Filmmaker Gordon Parks’ 1971 action thriller was released within months of Melvin Van Peebles’ Sweet Sweetback’s Baadasssss Song, but while both are considered key films in the “blaxploitation” genre, they are quite different (and, due to its “X” rating, Van Peebles’ film was initially not seen by many).
Van Peebles confronted white racism head-on in his film, answering police violence with violence. Although Parks had photographed the Black Panthers for “Life” magazine, he told one Panther, “You’ve got a forty-five automatic on your lap, and I’ve got a thirty-five-millimeter camera on mine. And I still think my weapon is the most powerful.”
Made for a million dollars and earning well over ten times that at the box office, Shaft opens with Isaac Hayes’ iconic, Oscar-winning, can-you-dig-it theme song as the camera follows private detective John Shaft (Richard Roundtree) on foot, stylishly weaving in and out of NYC traffic.
Based on a novel by Ernest Tidyman, the plot is more or less pulp fiction: when the daughter of Harlem gangster “Bumpy” Jonas (the great character actor Moses Gunn) is kidnapped by the Italian mafia (who are trying to muscle in on Bumpy’s action in the ‘hood), Shaft is hired to find and retrieve her. Shaft has a mutual-respect relationship with local NYPD police chief Vic Androzzi (Charles Cioffi) and he is joined in his efforts by old friend/Black militant Ben Bufford (Christopher St. John).
As Shaft prowls the streets looking for Bumpy’s daughter, he makes time for some lovin’ (with both a Black woman and a white woman, the latter somewhat cinematically daring considering that less than five years had passed since the Loving v. Virginia Supreme Court decision legalizing interracial marriage). All of this leads up to a guns-blazing finale set to Hayes’ pulsating funk soundtrack.
John Shaft became the first Black action hero, a man equally comfortable in the sack and on the street, who took no crap from whitey. In “Shaft,” the Black man wins—decisively.
Presented in a 4K digital restoration, Shaft has a rich, grainy film look, although some scenes are soft and much of the film takes place at night on the dark streets. Extras include Parks’ 1972 sequel “Shaft’s Big Score!”; a new documentary on the making of “Shaft” featuring curator Rhea L. Combs, film scholar Racquel J. Gates, filmmaker Nelson George, and music scholar Shana L. Redmond; a behind-the-scenes program with Parks, actor Richard Roundtree, and musician Isaac Hayes; archival interviews with Hayes, Parks, and Roundtree; a new interview with costume designer Joseph G. Aulisi; a new program on the Black detective and the legacy of John Shaft, featuring scholar Kinohi Nishikawa and novelist Walter Mosley; the 2019 featurette “A Complicated Man: The Shaft Legacy”; behind-the-scenes footage from Shaft’s Big Score!; and a leaflet with an essay by film scholar Amy Abugo Ongiri.
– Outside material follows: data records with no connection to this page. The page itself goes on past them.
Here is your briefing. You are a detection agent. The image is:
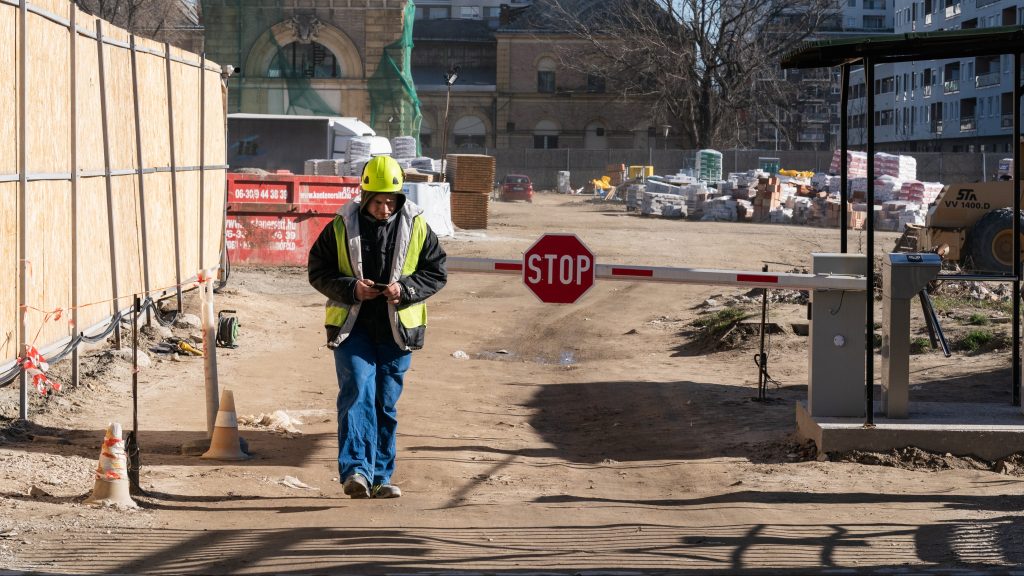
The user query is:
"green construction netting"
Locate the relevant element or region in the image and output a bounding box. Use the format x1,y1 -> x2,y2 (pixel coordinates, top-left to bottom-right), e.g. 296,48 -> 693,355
205,0 -> 420,142
368,0 -> 422,148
An urban classic in which music and location play as important a role as the character, Shaft inspired two sequels and two spin-offs, as well as a short-lived 1973-74 TV series. The original remains a time-capsule treat. Recommended for classic film collections in public libraries. Film studies professors should consider this legendary title, especially for a section on pivotal Black cinema.